Memory 720 may be or may include a plurality of, possibly different
memory units.
[0073] Executable code 725 may be any executable code, e.g., an
application, a program, a process, task or script. Executable code
725 may be executed by processor 705 possibly under control of
operating system 715. For example, executable code 725 may be or
include software for classifying examined data in a computerized
database, according to embodiments of the invention. In some
embodiments, more than one computing device 700 may be used. For
example, a plurality of computing devices that include components
similar to those included in computing device 700 may be connected
to a network and used as a system.
[0074] Storage 730 may be or may include, for example, a hard disk
drive, a floppy disk drive, a Compact Disk (CD) drive, a
CD-Recordable (CD-R) drive, a universal serial bus (USB) device or
other suitable removable and/or fixed storage unit. Storage 730 may
include or may store one or more databases 760, In some
embodiments, some of the components shown in FIG. 4 may be omitted.
For example, memory 720 may be a non-volatile memory having the
storage capacity of storage 730. Accordingly, although shown as a
separate component, storage 730 may be embedded or included in
memory 720.
[0075] Database 760 may include data organized in any applicable
manner. Typically, the data in database 760 may be divided
logically into columns, where data in a column pertains to a single
data category. In many applications, each column in a database may
have or include metadata associated with the data in the column.

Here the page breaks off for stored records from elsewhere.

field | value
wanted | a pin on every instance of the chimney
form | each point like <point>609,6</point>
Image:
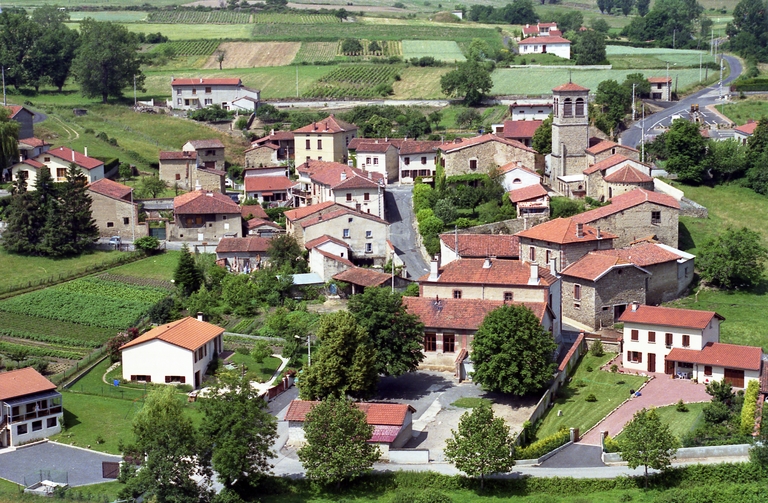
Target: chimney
<point>534,279</point>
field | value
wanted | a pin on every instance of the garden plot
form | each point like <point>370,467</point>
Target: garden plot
<point>254,54</point>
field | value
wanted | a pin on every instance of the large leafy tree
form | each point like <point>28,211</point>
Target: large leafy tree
<point>107,60</point>
<point>344,365</point>
<point>646,441</point>
<point>735,259</point>
<point>237,432</point>
<point>337,447</point>
<point>397,335</point>
<point>512,353</point>
<point>482,445</point>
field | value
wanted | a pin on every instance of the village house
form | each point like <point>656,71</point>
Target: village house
<point>635,215</point>
<point>174,353</point>
<point>30,407</point>
<point>206,216</point>
<point>325,140</point>
<point>192,94</point>
<point>597,289</point>
<point>114,211</point>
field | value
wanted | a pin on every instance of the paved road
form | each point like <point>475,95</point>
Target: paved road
<point>707,96</point>
<point>399,208</point>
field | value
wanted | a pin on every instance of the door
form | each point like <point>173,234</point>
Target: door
<point>735,377</point>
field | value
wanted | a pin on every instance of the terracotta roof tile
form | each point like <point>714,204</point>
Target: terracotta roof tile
<point>668,316</point>
<point>188,333</point>
<point>26,381</point>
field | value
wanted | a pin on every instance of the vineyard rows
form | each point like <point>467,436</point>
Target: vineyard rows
<point>195,17</point>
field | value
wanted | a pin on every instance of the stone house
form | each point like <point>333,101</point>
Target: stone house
<point>635,215</point>
<point>205,216</point>
<point>598,288</point>
<point>325,140</point>
<point>563,241</point>
<point>114,211</point>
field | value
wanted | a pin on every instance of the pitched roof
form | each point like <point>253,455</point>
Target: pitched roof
<point>520,129</point>
<point>69,155</point>
<point>483,245</point>
<point>203,202</point>
<point>720,355</point>
<point>382,414</point>
<point>624,201</point>
<point>188,333</point>
<point>460,314</point>
<point>268,183</point>
<point>527,193</point>
<point>26,381</point>
<point>108,188</point>
<point>669,316</point>
<point>328,125</point>
<point>563,231</point>
<point>501,272</point>
<point>594,266</point>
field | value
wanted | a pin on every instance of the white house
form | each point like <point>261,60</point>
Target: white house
<point>546,45</point>
<point>178,352</point>
<point>229,93</point>
<point>30,407</point>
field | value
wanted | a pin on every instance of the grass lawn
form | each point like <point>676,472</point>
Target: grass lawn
<point>609,388</point>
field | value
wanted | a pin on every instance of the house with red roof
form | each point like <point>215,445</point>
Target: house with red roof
<point>30,407</point>
<point>205,216</point>
<point>229,93</point>
<point>686,343</point>
<point>174,353</point>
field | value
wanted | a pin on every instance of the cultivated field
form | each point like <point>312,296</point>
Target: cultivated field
<point>442,50</point>
<point>254,54</point>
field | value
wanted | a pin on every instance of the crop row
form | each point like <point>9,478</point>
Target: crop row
<point>195,17</point>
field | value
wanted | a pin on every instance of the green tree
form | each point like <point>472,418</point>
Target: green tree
<point>237,432</point>
<point>471,80</point>
<point>396,334</point>
<point>482,445</point>
<point>646,441</point>
<point>166,442</point>
<point>345,364</point>
<point>337,448</point>
<point>187,275</point>
<point>735,259</point>
<point>512,353</point>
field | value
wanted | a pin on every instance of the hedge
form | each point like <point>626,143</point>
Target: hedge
<point>749,409</point>
<point>544,446</point>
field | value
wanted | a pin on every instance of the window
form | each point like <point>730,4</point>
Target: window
<point>449,343</point>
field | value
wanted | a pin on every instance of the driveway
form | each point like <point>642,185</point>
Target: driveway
<point>82,466</point>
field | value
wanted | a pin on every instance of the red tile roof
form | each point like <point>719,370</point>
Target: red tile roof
<point>203,202</point>
<point>718,354</point>
<point>66,154</point>
<point>483,245</point>
<point>188,333</point>
<point>328,125</point>
<point>460,314</point>
<point>108,188</point>
<point>501,272</point>
<point>527,193</point>
<point>668,316</point>
<point>268,183</point>
<point>520,129</point>
<point>625,201</point>
<point>26,381</point>
<point>563,231</point>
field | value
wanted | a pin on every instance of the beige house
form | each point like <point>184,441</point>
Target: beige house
<point>205,216</point>
<point>325,140</point>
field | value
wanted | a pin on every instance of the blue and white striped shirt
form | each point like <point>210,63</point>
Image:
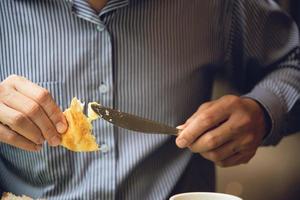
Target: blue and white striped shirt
<point>153,58</point>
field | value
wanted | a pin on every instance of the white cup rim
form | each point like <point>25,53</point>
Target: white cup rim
<point>207,193</point>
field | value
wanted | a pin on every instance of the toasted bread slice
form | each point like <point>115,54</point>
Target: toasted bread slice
<point>79,136</point>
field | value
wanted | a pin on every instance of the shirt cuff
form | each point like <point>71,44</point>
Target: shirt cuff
<point>274,108</point>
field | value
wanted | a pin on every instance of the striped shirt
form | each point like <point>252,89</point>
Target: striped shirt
<point>153,58</point>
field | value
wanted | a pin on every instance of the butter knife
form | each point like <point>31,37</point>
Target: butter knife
<point>132,122</point>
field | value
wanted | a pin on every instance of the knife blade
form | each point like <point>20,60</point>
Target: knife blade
<point>132,122</point>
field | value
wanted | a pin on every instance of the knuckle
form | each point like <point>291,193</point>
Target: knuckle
<point>11,137</point>
<point>193,149</point>
<point>33,110</point>
<point>246,120</point>
<point>17,120</point>
<point>54,113</point>
<point>49,132</point>
<point>214,156</point>
<point>233,100</point>
<point>206,119</point>
<point>205,105</point>
<point>211,142</point>
<point>222,164</point>
<point>249,139</point>
<point>43,95</point>
<point>13,77</point>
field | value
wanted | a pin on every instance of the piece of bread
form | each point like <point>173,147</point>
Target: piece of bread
<point>10,196</point>
<point>79,136</point>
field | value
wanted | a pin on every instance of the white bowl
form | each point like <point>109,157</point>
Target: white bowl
<point>203,196</point>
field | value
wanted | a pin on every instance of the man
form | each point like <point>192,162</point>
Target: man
<point>156,59</point>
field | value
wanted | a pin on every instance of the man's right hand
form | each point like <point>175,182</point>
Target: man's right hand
<point>28,115</point>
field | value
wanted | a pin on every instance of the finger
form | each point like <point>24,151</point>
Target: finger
<point>20,124</point>
<point>223,152</point>
<point>236,159</point>
<point>215,138</point>
<point>204,121</point>
<point>12,138</point>
<point>36,114</point>
<point>200,109</point>
<point>43,98</point>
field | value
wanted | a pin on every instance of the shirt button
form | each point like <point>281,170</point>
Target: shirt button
<point>100,28</point>
<point>103,88</point>
<point>104,148</point>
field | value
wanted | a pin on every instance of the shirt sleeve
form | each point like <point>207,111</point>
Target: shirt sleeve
<point>263,62</point>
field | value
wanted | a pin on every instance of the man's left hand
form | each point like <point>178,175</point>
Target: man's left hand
<point>227,131</point>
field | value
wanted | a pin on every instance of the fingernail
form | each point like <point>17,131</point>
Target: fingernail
<point>55,141</point>
<point>61,127</point>
<point>180,126</point>
<point>181,143</point>
<point>41,141</point>
<point>38,147</point>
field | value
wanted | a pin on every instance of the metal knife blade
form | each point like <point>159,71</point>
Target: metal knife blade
<point>132,122</point>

Database 760 may be at least partially implemented by one or more
remote storage devices 730 (e.g., in the "cloud").
[0076] Input devices 735 may be or may include a mouse, a keyboard,
a touch screen or pad or any suitable input device. It will be
recognized that any suitable number of input devices may be
operatively connected to computing device 700 as shown by block
735. Output devices 740 may include one or more displays, speakers
and/or any other suitable output devices. It will be recognized
that any suitable number of output devices may be operatively
connected to computing device 700 as shown by block 740. Any
applicable input/output (I/O) devices may be connected to computing
device 700 as shown by blocks 735 and 740. For example, a wired or
wireless network interface card (MC), a modem, printer or facsimile
machine, a universal serial bus (USB) device or external hard drive
may be included in input devices 735 and/or output devices 740.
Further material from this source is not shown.